Hay que olvidar las cosas débiles, las frágiles, los pensamientos melancólicos. La vida es una música severa. Y yo la contemplaba hablándome, desnuda, sentada en la cama, con la cabeza apoyada sobre sus rodillas y las manos cruzadas sobre sus piernas encogidas.
Nunca estuve seguro de si volvería al día siguiente, al cabo de un mes o una semana. Le molestaba estancarse en las cosas. A veces pasaba semanas sin venir. Iba al amor grande a todo no al chiquito de nosotros; marchaba al campo a hacer la vida con las manos, a acariciar la tierra, los frutos y las hojas.
Regresaba ágil e inquietante. Las mejillas ardiendo, el pelo lacio veteado por el sol y la alegría chispéandole en los ojos. Cansada de buen cansancio, traía besos silvestres y una sonrisa amplia y temblorosa. Decía que el trabajo es la más hermosa alegría de la vida. Y la luz, la mañana, el sueño y la verdad echaban a andar al mismo tiempo.
Pero un día no amanecí más en su mirada, perdí la gravedad de su carne entusiasta, la saliva sabia de sus besos, las uñas de sus manos busconas, el esplenderoso olor de su pelo. Dejó un hueco repleto de recuerdos, lecciones y silencios. ¿Con cuál ropa se fue? No sé. Algo se quebró, se evaporó, se hizo sombra y luz al mismo tiempo.
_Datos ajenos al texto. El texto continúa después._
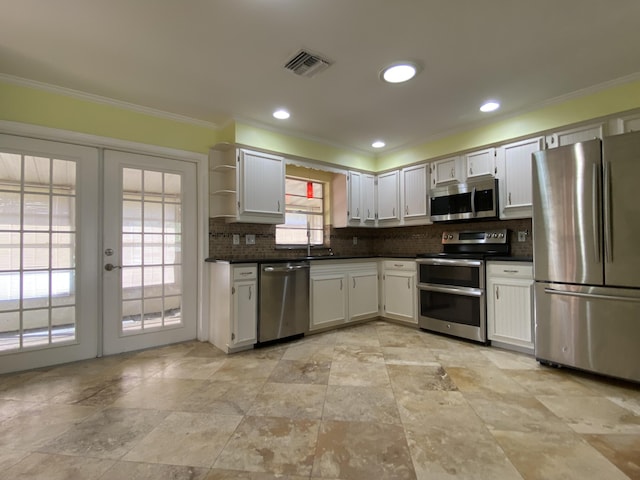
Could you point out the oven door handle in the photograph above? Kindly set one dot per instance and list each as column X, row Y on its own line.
column 469, row 292
column 450, row 262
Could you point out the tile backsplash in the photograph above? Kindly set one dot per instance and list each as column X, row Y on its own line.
column 370, row 241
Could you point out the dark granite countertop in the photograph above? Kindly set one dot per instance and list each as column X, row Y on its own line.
column 300, row 259
column 510, row 259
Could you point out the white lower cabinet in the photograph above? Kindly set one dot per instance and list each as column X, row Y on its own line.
column 233, row 303
column 328, row 299
column 363, row 293
column 342, row 292
column 509, row 305
column 399, row 294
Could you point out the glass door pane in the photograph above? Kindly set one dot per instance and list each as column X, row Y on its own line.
column 49, row 280
column 37, row 251
column 150, row 242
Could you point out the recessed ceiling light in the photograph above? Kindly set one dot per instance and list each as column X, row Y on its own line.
column 490, row 106
column 399, row 72
column 281, row 114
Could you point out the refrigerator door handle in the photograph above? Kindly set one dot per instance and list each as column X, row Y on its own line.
column 595, row 202
column 606, row 181
column 599, row 296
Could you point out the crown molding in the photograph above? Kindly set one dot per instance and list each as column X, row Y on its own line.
column 68, row 92
column 89, row 140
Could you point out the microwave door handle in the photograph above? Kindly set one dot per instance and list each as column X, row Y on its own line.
column 473, row 202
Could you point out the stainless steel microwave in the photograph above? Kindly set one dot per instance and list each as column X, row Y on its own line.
column 465, row 201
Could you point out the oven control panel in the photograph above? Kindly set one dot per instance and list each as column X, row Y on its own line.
column 498, row 236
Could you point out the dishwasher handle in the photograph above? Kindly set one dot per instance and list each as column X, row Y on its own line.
column 287, row 268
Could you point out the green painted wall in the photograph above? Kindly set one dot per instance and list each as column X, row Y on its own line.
column 40, row 107
column 287, row 145
column 48, row 109
column 607, row 102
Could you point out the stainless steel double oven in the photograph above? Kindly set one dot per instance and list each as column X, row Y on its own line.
column 451, row 284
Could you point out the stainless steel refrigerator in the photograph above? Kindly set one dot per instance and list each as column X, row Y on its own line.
column 586, row 253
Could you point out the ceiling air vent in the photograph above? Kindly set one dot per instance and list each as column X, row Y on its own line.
column 307, row 64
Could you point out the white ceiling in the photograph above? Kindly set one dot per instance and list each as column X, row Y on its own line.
column 217, row 60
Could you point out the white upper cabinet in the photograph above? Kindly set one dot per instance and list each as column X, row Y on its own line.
column 514, row 174
column 446, row 171
column 388, row 196
column 575, row 135
column 260, row 187
column 414, row 192
column 481, row 163
column 354, row 212
column 368, row 198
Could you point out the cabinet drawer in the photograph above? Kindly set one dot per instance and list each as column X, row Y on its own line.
column 406, row 265
column 245, row 272
column 510, row 269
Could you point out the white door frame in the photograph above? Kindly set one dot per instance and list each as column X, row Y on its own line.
column 202, row 165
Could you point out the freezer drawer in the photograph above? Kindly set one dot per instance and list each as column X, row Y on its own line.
column 590, row 328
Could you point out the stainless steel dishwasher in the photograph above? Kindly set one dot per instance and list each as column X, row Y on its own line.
column 283, row 300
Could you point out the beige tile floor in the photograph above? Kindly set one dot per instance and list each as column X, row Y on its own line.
column 374, row 401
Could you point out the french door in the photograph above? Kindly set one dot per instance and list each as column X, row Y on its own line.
column 49, row 233
column 65, row 290
column 149, row 251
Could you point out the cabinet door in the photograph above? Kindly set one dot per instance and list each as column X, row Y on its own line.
column 363, row 295
column 444, row 171
column 481, row 163
column 511, row 315
column 369, row 198
column 355, row 197
column 400, row 295
column 261, row 186
column 328, row 300
column 388, row 197
column 244, row 316
column 515, row 173
column 414, row 180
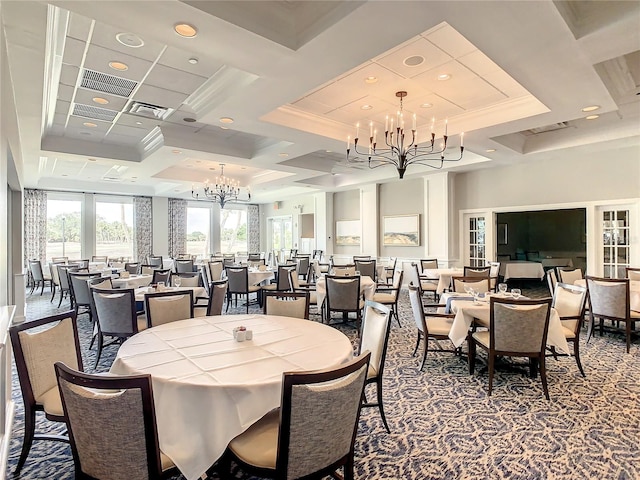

Aquí sobrevive a su presencia en lo que eligió para ser recordada. En este cuarto quedó de ella un ligero olor, una voz en el viento, unas canciones cantando en las paredes, un aire, el ruido de la enredadera contra el cinc, una hoja olvidada, la luz entrando por la ventana y el chirrido de un vaso limpiando la tristeza.
¿Me enseñó a ser distinto?. No sé. Pero si la ven denle las gracias, porque me dejó la recompensa: un libro, una sonrisa, cuatro paredes llenas de canciones, un pedazo de mar y una ventana.